Turner said that to many Native people, "the land itself is holy," and added that if the Tribe failed to recover the meteorite under NAGPRA, it could turn to the American Indian Religious Act, which enshrines the right to freedom of religion.

NAGPRA has been successfully used in the past by several tribes in the southwestern United States such as the Hopi to repatriate religious and cultural objects.

Planetarium was built around the meteorite
The Clackamas tribe, part of the Confederated Tribes, considered the meteorite a holy representation of natural elements like sky, earth, and water and used it as part of their religious ceremonies.

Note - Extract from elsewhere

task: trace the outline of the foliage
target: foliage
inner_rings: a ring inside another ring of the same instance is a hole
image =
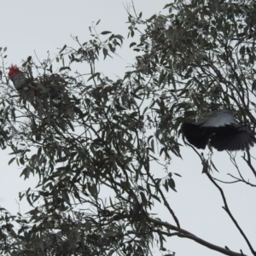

The Tribe reportedly employed the meteorite in purification ceremonies in which members would bathe their faces in the water that collected in the rock's craters.

The Indian Federation has not yet filed a response to the museum's legal claim.

But according to Jeff Fentress, an anthropology professor at San Francisco State University and an expert on NAGPRA, the Confederated Tribes can argue for repatriation under NAGPRA's Objects of Cultural Patrimony and Sacred Objects provision.

"I think they are going to have a hard time, but they can make a claim," said Fentress, who explained that the tribe will be required to document the religious purposes for which the meteorite was used.

Dugan refused to comment on the pending case, but issued a statement that said: "The tribe intends to gather their thoughts, communicate with their members, and then take the necessary steps to regain what is rightfully theirs."

On Feb. 19, the rebuilt Hayden Planetarium was opened to the public, allowing visitors to view the Willamette in its new setting. The planetarium was built around the meteorite, which is seven feet by 10 feet in diameter -- about the size of a car.

If the Grand Ronde's case is successful, parts of the planetarium would have to be removed before the meteorite could be moved.

The Confederated Tribes action is one in a series of recent cases where Native Americans are attempting to reclaim land, cultural symbols and rights.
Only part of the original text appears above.